3

I'm building multiple Prophet models where each model is passed to a pandas_udf function which trains the model and stores the results with MLflow.

@pandas_udf(result_schema, PandasUDFType.GROUPED_MAP)
def forecast(data):
......
   with mlflow.start_run() as run: 
......

Then I call this UDF which trains a model for each KPI.

df.groupBy('KPI').apply(forecast)

The idea is that, for each KPI a model will be trained with multiple hyperparameters and store the best params for each model in MLflow. I would like to use Hyperopt to make the search more efficient.

In this case, where should I place the objective function? Since the data is passed to the UDF for each model I thought of creating an inner function within the UDF that uses the data for each run. Does this make sense?

nescobar
  • 81
  • 1
  • 5

1 Answers1

1

if I remember correctly, you couldn't do it because it would be something like nested Spark execution, and it won't work with Spark.
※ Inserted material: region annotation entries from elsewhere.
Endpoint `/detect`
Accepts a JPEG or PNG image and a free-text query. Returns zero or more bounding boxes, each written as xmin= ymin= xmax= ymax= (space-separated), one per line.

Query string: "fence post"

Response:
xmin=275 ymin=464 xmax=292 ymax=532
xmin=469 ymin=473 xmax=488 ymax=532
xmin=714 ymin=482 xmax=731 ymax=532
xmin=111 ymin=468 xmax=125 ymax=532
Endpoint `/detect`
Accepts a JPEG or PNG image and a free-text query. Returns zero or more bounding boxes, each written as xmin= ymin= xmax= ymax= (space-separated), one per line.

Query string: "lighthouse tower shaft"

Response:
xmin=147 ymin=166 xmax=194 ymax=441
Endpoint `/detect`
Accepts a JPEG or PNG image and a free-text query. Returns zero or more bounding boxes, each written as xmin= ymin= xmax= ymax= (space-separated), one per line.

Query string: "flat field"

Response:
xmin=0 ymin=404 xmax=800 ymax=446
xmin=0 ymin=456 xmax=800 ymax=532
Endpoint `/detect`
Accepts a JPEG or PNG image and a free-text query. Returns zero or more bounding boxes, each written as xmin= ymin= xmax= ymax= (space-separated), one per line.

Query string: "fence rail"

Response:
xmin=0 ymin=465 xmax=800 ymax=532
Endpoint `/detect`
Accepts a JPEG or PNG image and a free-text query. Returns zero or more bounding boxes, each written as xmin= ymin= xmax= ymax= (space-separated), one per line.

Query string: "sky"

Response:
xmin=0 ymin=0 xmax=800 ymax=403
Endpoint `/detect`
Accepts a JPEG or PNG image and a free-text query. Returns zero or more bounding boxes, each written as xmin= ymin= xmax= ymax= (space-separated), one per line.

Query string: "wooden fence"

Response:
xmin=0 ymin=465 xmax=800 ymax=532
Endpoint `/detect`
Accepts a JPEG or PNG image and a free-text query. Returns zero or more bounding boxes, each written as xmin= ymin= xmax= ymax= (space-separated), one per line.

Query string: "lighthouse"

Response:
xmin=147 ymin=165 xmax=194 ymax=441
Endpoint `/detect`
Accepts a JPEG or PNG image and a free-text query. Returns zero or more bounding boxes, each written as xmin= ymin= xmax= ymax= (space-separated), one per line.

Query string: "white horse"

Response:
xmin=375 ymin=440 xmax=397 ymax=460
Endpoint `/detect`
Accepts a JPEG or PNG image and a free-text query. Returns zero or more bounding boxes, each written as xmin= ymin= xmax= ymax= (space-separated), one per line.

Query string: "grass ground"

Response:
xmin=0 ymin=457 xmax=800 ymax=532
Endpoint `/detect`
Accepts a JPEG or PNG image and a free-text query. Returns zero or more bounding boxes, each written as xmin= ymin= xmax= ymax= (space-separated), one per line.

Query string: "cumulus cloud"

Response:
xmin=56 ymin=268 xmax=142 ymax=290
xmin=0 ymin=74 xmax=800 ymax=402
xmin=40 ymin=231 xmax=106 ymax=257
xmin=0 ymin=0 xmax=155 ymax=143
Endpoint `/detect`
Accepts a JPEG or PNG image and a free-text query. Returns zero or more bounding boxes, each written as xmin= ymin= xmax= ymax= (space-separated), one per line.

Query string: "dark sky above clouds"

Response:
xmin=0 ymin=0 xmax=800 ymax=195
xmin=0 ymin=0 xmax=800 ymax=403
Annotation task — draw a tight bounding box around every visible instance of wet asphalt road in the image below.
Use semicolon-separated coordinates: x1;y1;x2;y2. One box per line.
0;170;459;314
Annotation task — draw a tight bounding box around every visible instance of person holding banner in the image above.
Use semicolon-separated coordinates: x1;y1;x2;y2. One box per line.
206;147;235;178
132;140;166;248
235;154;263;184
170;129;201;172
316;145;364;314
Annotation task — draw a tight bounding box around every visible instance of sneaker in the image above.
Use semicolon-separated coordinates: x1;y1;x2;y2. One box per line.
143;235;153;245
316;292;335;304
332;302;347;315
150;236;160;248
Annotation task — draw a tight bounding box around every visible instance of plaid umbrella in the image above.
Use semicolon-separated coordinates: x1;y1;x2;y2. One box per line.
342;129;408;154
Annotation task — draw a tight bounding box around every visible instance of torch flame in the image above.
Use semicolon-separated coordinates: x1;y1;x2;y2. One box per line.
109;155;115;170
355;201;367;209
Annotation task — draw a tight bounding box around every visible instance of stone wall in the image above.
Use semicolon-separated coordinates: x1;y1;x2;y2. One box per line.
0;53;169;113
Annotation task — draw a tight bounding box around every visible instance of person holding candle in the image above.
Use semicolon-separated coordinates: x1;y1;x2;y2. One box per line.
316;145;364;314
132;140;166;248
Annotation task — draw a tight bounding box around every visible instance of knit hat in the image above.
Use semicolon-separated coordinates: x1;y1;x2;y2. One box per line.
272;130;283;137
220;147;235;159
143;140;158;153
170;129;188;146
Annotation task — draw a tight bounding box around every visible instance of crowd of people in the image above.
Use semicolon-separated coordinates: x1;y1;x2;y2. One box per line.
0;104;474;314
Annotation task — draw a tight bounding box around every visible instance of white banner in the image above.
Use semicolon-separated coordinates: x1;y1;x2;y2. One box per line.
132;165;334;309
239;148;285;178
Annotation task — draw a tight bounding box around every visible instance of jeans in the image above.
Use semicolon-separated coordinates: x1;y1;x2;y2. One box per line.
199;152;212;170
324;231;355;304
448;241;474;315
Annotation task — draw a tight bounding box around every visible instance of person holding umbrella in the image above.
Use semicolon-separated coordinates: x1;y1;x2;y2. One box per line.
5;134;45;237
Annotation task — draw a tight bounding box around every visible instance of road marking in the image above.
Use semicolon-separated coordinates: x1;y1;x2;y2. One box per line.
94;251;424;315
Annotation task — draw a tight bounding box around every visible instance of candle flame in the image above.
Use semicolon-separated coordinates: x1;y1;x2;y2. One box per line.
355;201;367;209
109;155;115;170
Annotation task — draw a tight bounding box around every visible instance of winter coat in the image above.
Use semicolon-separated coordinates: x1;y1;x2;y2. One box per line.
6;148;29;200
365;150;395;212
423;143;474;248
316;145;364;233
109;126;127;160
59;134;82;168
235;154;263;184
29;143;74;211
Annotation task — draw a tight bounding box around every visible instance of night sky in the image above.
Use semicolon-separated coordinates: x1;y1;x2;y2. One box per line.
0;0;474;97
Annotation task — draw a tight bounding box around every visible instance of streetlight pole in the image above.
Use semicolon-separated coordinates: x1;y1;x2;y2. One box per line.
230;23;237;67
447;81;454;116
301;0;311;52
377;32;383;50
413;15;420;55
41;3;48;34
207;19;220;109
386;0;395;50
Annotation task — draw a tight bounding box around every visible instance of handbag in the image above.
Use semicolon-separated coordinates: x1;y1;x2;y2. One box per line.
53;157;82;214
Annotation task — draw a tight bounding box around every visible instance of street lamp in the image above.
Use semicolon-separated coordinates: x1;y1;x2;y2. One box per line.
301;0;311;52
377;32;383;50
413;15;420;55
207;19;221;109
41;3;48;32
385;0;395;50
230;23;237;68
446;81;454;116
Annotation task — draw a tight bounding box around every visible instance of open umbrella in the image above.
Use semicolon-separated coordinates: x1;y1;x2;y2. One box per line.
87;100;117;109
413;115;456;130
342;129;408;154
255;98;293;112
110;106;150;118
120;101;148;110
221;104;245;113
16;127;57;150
You'll need to have to change approach to something like:

for kpi in list_of_kpis:
  run_hyperopt_tuning

if you need to tune parameters for every KPI model separately - because it will optimize parameters separately.

If KPI is like a hyperparameter of the model, then you can just include list of KPIs into search space, and load necessary data inside the function that doing the training & evaluation.

Alex Ott
  • 80,552
  • 8
  • 87
  • 132